Billet post-attentats : 15 novembre 2015
- novembre 15, 2015
- by
- Mathilde Vermer
Alors quoi ?
On n’ira plus boire un verre sur les bords du canal St-Martin ?
Ce qui me frappe aujourd’hui, c’est que les attaques ont eu lieu sur l’axe République – Nation, l’axe des manifs, l’axe des révoltes. Ce n’est pas le Paris des touristes.
Pas le Paris des beaux quartiers.
Pas le Paris des instances politiques.
Pas le Paris des boutiques branchées.
Pas le Paris des affaires et des banques.
C’est le Paris des intellos, des artistes, des freelances, des militants, des jeunes actifs, le Paris où moi, ma soeur, tous nos amis habitent. C’est le Paris où nous nous retrouvons.
Le Petit Cambodge, j’y étais il y a quelques semaines avec mon groupe de copines féministes. La rue de Charonne, je la parcoure plusieurs fois par semaine avec le bus 76 qui m’emmène à Bastille. Le Bataclan, c’est là où je suis allée danser avec ma meilleure amie un soir d’été, un soir où elle a rencontré l’homme de sa vie. Rue de la Fontaine-au-roi, je me rappelle d’une longue conversation avec mon chéri, une après-midi de soleil, quand il faisait bon être en terrasse.
Hier, on a tous été pris pour cible, nous, la génération de trentenaires bobos, on nous a visés personnellement, dans nos valeurs, nos modes de vie, chez nous, et désormais, nous connaissons tous une personne, un ami d’ami, un collègue, un voisin, qui s’est envolée.
Aujourd’hui, j’ai beaucoup pleuré. J’ai eu très mal aussi.
Ce soir, au-delà de l’abattement, au-delà de l’immense tristesse, je prends mon stylo pour dire :
1/ que je rends hommage à mon amie Marie, avec qui j’étais hier au moment du drame, qui est retournée bosser ce matin, de façon volontaire, à l’hôpital où elle travaille, pour passer sa journée à répondre au téléphone, pour donner des infos aux familles qui cherchent un proche. Sa générosité me touche infiniment.

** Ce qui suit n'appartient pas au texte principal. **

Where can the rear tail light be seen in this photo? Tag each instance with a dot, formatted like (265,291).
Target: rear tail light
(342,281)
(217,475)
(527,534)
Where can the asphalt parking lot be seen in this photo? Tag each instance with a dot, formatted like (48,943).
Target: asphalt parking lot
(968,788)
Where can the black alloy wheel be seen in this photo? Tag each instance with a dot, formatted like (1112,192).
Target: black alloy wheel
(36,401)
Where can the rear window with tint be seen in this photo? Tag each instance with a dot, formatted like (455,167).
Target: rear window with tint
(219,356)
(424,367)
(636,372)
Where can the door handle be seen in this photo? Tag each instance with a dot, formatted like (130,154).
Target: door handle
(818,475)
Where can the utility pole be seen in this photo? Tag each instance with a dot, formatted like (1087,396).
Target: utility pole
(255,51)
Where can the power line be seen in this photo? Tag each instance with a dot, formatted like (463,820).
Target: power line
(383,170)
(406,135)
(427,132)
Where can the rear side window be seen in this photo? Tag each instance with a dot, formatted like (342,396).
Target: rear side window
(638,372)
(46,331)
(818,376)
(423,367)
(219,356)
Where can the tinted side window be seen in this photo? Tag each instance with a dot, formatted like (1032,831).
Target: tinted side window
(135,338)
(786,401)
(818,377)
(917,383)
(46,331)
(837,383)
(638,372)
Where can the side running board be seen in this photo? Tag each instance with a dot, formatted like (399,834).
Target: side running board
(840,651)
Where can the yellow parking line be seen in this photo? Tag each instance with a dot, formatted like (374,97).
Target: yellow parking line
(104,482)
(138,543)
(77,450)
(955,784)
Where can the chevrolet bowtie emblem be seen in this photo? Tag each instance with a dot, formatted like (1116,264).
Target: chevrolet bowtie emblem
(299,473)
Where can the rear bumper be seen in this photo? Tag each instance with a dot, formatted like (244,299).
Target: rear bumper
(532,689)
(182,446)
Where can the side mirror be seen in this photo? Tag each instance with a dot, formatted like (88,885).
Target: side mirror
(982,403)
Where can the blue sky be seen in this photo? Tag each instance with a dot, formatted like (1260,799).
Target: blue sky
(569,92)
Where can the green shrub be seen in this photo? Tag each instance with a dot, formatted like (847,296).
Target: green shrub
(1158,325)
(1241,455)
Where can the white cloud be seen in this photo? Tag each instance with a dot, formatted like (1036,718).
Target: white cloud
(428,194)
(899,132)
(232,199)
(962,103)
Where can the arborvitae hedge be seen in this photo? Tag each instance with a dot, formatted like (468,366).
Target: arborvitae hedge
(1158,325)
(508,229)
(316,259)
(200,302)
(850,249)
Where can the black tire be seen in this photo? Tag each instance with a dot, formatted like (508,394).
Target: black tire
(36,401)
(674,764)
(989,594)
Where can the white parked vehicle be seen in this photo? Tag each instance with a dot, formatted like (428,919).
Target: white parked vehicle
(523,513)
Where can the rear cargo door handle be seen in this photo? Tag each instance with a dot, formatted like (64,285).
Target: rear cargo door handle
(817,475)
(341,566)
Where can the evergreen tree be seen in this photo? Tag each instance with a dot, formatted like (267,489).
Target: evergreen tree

2/ qu’ici, sur cet espace virtuel qu’est FB, cet espace où d’habitude j’écris le minimum, je proteste. Je proteste contre le choix de mon gouvernement de vendre des armes partout sur la planète et je m’élève publiquement pour que ce commerce cesse. Faut arrêter maintenant. Arrêter de vendre des avions, des chars, des fusils, des gens périssent partout sur terre à cause de ces engins, et nous sommes à notre tour victimes de la guerre. Arrêtons le délire d’alimenter les conflits : nous sommes tous reliés, ce qui arrive quelque part, nous revient irrémédiablement en boomerang.
3/ que je souhaite en tant que Française, en tant qu’Européenne, qu’on revoit nos politiques économiques. Depuis deux décennies, les inégalités grandissent, certains n’ont plus aucun horizon et se tournent vers le pire. Il est temps de faire quelque chose. Ce n’est plus possible que le désespoir créé une telle violence, trouvons des solutions. Tout de suite.
4/ que je refuse de mettre ma vie sociale et culturelle sur pause. Je veux continuer à aller au ciné, au théâtre, dans des expos. Rouvrez tout. L’art, c’est par essence, l’endroit de la transformation. Là où la boue de la douleur devient or, devient sens, devient partage. Là où mon âme encore et toujours se nourrit. N’ayons pas peur de fréquenter ses lieux qui font tout le charme de Paris. Que les portes y soient bien ouvertes, et pour le plus grand nombre. Que l’art soit notre refuge, notre café philo, notre étendard. Nous avons besoin de culture. Comme nous avons besoin de paix, de liberté et de fraternité.